Modern businesses have access to massive amounts of data, both structured and unstructured, and simply determining what data are relevant and what are not constitutes a challenge. Once identified, ways must be found to collect and then store the raw data, process it so that it is in a form that can be analyzed, and then explore and analyze it using the most appropriate techniques, which must be determined. Typically, a firm’s upper management will not have extensive expertise in the computer architectures used to store and manipulate the firm’s data or the statistical techniques used to derive meaning from it and convert it into information. Thus, data visualization has come to the fore. Infographics and visual presentations that make the data “tell a story” allow communication of information to upper management in ways that are meaningful and yet make the smaller steps required to obtain it largely transparent.

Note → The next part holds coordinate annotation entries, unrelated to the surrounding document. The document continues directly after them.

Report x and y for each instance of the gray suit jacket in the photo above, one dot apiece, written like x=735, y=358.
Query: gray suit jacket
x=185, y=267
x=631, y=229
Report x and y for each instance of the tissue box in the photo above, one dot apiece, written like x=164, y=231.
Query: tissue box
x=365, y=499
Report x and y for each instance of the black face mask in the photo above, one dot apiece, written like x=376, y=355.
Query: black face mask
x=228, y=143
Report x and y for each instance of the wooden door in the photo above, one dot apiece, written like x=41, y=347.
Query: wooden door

More specifically, data analysis can be divided into different categories. Data exploration represents an early stage in the process, during which a researcher attempts to discern patterns, determine what parts of the data are of value, and determine what more data may be necessary in furthering the goal for which the data were collected.

Inferential statistics seeks to prove inferences with respect to data and is a form of confirmatory analysis. Predictive analysis seeks to predict future outcomes through past data, as in forecasting, of which linear regression is an example. Categorical analysis, of which machine learning is an example, is another form of prediction; a frequently seen example of this concerns “churning,” mobile phone users that switch carriers.

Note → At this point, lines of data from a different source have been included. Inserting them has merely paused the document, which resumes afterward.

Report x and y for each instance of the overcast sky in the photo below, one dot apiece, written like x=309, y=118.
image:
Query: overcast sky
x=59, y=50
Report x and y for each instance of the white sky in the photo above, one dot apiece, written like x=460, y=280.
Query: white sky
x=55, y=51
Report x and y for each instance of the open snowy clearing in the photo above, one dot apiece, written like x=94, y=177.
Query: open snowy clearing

Identifying users who are more likely to switch when their contracts expire is an important concern of carriers, as the new user market is saturated. Another classification of methods is supervised versus unsupervised. Methods which have a specific target, such as identifying mobile phone users likely to churn, is an example of supervised learning, whereas clustering, which has no predetermined target but simply groups data based on the data’s own characteristics, is unsupervised learning. With the rise in social media such as Facebook and Twitter, textual analysis has become important. Text represents unstructured data, and its analysis concerns identifying patterns within text.

Firms specializing in helping business satisfy their data collection, storage, and analysis needs have arisen. Some specialize in hardware, and others in software. Cloud services incorporate both hardware and software, with software as a service (SaaS), infrastructure as a service (IaaS), and information technology management as a service (ITMaaS) all being part of the general term cloud services. Major advantages accrue to companies purchasing these services from other companies. They do not have to make massive IT expenditures and keep up with rapidly changing technology.

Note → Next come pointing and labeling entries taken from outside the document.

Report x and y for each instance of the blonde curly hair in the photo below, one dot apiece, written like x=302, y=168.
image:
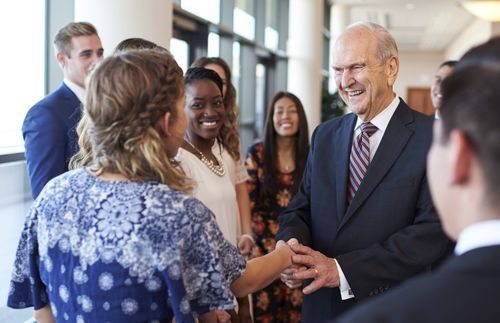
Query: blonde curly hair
x=126, y=96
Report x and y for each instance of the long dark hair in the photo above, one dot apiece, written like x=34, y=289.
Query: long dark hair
x=270, y=154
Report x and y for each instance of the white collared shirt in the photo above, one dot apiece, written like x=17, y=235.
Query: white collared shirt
x=482, y=234
x=381, y=121
x=78, y=90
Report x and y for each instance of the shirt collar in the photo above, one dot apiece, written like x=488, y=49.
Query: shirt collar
x=78, y=90
x=381, y=120
x=482, y=234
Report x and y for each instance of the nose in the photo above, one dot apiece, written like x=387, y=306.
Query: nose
x=347, y=78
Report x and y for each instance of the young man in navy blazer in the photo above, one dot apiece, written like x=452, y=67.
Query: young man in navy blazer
x=50, y=138
x=362, y=231
x=464, y=178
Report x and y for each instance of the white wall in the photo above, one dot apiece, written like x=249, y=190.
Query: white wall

Among the major companies involved in data analysis are Hewlett-Packard (HP), IBM, EMC, Oracle, Microsoft, Google, SAP, SAS, and Amazon. Most of these offer computing platforms, which enable data storage as well as analytics. SAS is an exception, offering only software and is the premier statistical computing software worldwide. Some companies, such as EMC, specialize in storage, whereas others, Teradata for instance, specializes in analytics.

Still others, such as Google, are more cloud based but do offer some data analytics capabilities. Amazon Web Services offers several platforms for Big Data analysis, including a Hadoop-based mapreduce. Lesser known companies are Splunk, MemSQL, Palantir Technologies, Trifacta, Datameer, Tamr, Neo Technology, and DataStax.